I kept staring down at the yearbook photo, trying to recall the members of the squash team. One guy was called Dexter Corcoran – a big creep; everybody hated him, I remembered that. The others – even bigger assholes – I couldn’t even remember who they were. Deliberate suppression, a psychologist would have called it.
‘Maybe Dr Murdoch was thrown out of the secret world or his soul just got tired of it – I don’t know,’ Bradley was saying. ‘But he entered France on Campbell’s passport, wrote a book to pass on what he knew and published it under the name of Jude Garrett, a dead FBI agent.’
When I still didn’t respond, he shrugged. ‘And so the two of us end up here.’
Yes, and there was no doubt about it: it was a brilliant piece of work by Bradley and his wife but – like I said – it was their discovery today, somebody else’s tomorrow.
There was only one thing left for me to do, so I stood up. It was time to start running.
Chapter Ten
BRADLEY CAUGHT UP with me at the doors leading from the hotel’s beautiful courtyard into the grand gallery, moving surprisingly fast, given his limp.
I had said a curt goodbye and headed out, but he managed to grab my arm before I knew he was following. ‘I have a favour to ask,’ he said. ‘That’s why Marcie and I came to Paris.’
I shook my head. ‘I’ve got to go,’ I said.
‘Listen – please …’ He took a breath, struggling with what he was about to say. But I didn’t give him a chance. I pushed his hand away and started to leave.
‘No,’ he said, in that authoritative voice. I looked around and saw that people at the nearby tables were watching us. I didn’t want to create a scene and it gave him a moment.
‘Go down deep enough into darkness and nothing’s ever the same,’ he said quietly. ‘Being injured made me think differently – about life, my relationship with Marcie and my work. Especially my work. If there was one positive—’
I’d had enough. ‘I’m sorry,’ I said, ‘the injury must have been terrible and I’m glad you came through okay, but there are things I’ve got to arrange.’ I didn’t have time for a sob story or to hear reflections on life from a man I would never see again. I was getting out of Paris, running for cover and maybe my life, and I didn’t have time to waste.

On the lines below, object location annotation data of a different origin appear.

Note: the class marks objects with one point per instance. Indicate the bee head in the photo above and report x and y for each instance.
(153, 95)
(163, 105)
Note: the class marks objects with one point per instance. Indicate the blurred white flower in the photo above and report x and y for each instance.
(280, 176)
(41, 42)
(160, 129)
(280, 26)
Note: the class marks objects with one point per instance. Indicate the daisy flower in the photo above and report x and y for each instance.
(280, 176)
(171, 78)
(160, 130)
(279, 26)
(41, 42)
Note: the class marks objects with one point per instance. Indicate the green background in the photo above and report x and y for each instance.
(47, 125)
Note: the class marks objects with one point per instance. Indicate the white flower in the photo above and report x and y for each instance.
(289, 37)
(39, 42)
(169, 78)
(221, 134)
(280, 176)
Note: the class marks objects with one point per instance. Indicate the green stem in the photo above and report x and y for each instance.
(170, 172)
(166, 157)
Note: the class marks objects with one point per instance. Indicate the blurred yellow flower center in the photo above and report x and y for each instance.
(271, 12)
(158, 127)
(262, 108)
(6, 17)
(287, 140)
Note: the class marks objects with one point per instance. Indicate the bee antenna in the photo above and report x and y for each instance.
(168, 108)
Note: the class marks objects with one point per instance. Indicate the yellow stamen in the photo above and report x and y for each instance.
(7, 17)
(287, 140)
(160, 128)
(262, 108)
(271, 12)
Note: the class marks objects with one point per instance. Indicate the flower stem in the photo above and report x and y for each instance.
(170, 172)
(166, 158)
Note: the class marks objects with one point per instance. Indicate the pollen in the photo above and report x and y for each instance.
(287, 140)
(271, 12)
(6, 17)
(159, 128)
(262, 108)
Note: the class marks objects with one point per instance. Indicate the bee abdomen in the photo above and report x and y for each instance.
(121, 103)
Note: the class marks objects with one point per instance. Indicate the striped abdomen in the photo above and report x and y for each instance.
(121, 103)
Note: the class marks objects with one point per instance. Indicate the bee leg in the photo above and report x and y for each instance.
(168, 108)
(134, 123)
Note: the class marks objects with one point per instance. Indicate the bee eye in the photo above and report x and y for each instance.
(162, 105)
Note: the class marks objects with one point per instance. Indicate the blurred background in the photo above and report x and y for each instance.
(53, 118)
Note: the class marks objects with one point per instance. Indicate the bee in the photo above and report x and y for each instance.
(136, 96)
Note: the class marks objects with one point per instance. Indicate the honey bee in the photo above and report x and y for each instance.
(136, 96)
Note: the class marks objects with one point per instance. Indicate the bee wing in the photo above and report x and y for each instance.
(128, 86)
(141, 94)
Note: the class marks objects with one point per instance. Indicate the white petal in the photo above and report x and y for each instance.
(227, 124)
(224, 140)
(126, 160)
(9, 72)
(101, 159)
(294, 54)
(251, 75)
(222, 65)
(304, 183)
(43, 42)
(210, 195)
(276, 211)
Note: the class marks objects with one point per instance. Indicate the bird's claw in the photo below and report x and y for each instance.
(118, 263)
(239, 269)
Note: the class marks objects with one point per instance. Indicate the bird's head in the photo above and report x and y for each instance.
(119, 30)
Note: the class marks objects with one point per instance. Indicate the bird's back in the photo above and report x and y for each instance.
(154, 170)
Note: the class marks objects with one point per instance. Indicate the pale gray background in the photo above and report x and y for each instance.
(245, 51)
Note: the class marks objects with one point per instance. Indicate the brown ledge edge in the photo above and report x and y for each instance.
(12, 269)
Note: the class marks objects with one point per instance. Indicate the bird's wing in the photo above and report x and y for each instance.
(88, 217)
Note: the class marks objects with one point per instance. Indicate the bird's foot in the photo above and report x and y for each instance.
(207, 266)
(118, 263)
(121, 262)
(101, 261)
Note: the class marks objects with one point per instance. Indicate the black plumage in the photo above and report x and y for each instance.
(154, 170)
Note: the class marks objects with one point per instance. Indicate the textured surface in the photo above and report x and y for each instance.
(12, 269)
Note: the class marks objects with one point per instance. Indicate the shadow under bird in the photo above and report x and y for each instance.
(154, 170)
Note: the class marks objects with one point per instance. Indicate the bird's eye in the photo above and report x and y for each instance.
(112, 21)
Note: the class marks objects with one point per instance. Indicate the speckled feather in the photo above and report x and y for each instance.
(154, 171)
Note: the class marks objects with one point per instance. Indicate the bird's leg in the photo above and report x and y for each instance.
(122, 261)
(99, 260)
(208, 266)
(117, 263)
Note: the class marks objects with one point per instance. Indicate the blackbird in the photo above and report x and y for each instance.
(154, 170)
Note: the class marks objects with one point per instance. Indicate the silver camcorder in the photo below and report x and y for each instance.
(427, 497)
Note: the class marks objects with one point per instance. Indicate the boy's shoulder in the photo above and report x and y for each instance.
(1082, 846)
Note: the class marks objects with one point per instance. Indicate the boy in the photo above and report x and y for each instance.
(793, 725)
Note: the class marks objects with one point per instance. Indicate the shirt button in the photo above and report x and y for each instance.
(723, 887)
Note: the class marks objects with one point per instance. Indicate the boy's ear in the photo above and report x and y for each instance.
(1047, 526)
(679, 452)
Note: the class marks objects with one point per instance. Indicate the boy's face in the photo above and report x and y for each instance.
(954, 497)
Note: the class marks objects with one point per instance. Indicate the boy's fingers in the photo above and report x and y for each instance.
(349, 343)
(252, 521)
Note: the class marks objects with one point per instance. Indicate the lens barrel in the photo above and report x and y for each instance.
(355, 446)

‘Just one minute – one more,’ he said.
After a beat I sighed and nodded – I suppose I owed him some small courtesy for telling me how my former life could be laid bare so effectively. But I didn’t bother moving, and everything about my body language told him the Wailing Wall was in Jerusalem and to just get it over with.
‘You never asked about how I got my injuries – and I want to thank you. Professionals usually don’t, of course. Most of us have been in bad situations so there’s not much point in talking about it.’
Yeah, yeah – enough about correct professional conduct. What do you want to ask me? I thought.
‘I told you I was trapped in a building. It was a little more than that – I was in the North Tower of the World Trade Center when it went down.’
Chapter Eleven
BRADLEY KEPT TALKING but, to this day, I have no idea what he said. Somehow we returned to our table, but I was too preoccupied with cursing my stupidity to listen. No wonder he had post-traumatic stress disorder, no wonder he had weeks in intensive care, no wonder he was suffering from survivor guilt, no wonder he needed an impossible investigative project to bring him back from the dead.
Bradley had said he was holding some guy in the dark, listening to him die. Meanwhile, outside their concrete tomb, Lower Manhattan was on fire. And yet I was so smart I had worked out it was a gunshot wound to the hip and another one that took out his lung. If that was the best I could do, it was probably a good thing that I had retired.
I was shaken from my harsh self-appraisal by his voice – he’d taken his cellphone out and was asking me something. ‘Mind if I make a call? I want to check in with Marcie.’
I nodded. He waited for her to answer, turned away, and said a few brief words I couldn’t hear. As he hung up, he motioned for more coffee and pastries. I hoped he had a credit card with no limit.
‘I only mentioned September eleventh,’ he said, ‘because it’s the basis for what I want to ask you.’
‘Go on,’ I said softly, trying to make up for even thinking the poor mother should have gone to the Wailing Wall.
‘As part of my recovery, I finally went back to Ground Zero, to the spot where the North Tower had stood,’ he said. ‘I looked at it for a long time – God, it was cold – and I finally realized that I was so damned angry I had no hope of ever making a full recovery.